The WET, at 29% of the last wholesale price, was brought in when GST was introduced. It replaced the wholesale sales tax but was found to be too punitive for small wineries especially those with cellar door operations in the premium growing regions. The rebate was introduced to offset that “unintended consequence”. Over the years it has been increased to $500,000 per annum and has played an important role in regional prosperity. More recently, because of what can only be described as “flaws” in the policy, Industry bodies at the regional, State and federal levels have united to propose reforms that will protect the interests of those for whom it was originally intended but also relieve some of the downward pressure especially in the export markets. The proposed changes will save the federal government as much as $280M over four years and provide a very moderate injection of $25M to aid Australian Wine exports.
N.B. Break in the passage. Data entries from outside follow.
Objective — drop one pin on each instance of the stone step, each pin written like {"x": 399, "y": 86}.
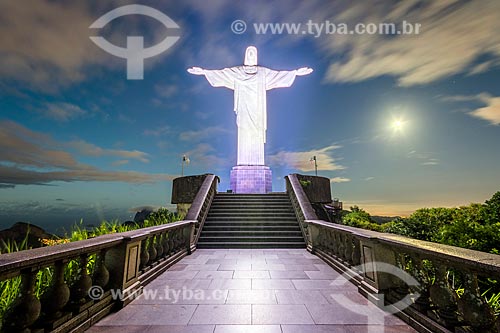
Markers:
{"x": 258, "y": 214}
{"x": 251, "y": 239}
{"x": 244, "y": 205}
{"x": 230, "y": 227}
{"x": 251, "y": 221}
{"x": 251, "y": 245}
{"x": 252, "y": 233}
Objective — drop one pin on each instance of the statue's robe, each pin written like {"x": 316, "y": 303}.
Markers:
{"x": 250, "y": 84}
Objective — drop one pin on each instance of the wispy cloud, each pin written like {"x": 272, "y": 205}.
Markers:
{"x": 424, "y": 158}
{"x": 62, "y": 112}
{"x": 166, "y": 90}
{"x": 32, "y": 158}
{"x": 340, "y": 180}
{"x": 490, "y": 112}
{"x": 453, "y": 36}
{"x": 202, "y": 134}
{"x": 90, "y": 149}
{"x": 204, "y": 154}
{"x": 301, "y": 160}
{"x": 39, "y": 50}
{"x": 160, "y": 131}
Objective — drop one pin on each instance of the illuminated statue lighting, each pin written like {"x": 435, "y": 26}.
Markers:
{"x": 250, "y": 83}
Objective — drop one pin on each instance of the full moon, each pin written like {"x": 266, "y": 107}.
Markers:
{"x": 397, "y": 125}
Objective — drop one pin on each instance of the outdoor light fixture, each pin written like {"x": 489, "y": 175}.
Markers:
{"x": 313, "y": 159}
{"x": 185, "y": 160}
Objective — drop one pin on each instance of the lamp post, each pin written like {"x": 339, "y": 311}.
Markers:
{"x": 313, "y": 159}
{"x": 185, "y": 160}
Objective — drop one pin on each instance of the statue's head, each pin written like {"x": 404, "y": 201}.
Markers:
{"x": 251, "y": 56}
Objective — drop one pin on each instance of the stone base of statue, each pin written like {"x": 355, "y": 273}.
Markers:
{"x": 251, "y": 179}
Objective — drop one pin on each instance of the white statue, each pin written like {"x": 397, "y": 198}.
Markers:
{"x": 250, "y": 83}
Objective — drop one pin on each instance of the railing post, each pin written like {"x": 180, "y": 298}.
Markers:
{"x": 313, "y": 239}
{"x": 123, "y": 262}
{"x": 57, "y": 296}
{"x": 26, "y": 309}
{"x": 101, "y": 274}
{"x": 476, "y": 312}
{"x": 443, "y": 297}
{"x": 79, "y": 290}
{"x": 144, "y": 254}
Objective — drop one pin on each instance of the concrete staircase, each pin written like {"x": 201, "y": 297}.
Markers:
{"x": 251, "y": 221}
Industry Statesman and Riverland stalwart John Angove recently commented, that in more than three decades of working as an industry advocate he has not witnessed such accord between winegrowers and winemakers as has been evident in recent months around the WET issue.
Of the Monday meeting, local federal Member Tony Pasin said “I have been delighted with the support I have received from my Coalition colleagues in advancing this reform package and acknowledge the support received from Senator Nick Xenophon, who joined me in Canberra. Reform in this area is clearly needed as this scheme has drifted from its original policy objective and is now damaging the industry by putting significant downward pressure on grape prices”
Riverland Wine remains confident that the promised “fast-tracking process” will occur soon and signal relief, well before the 2016 vintage.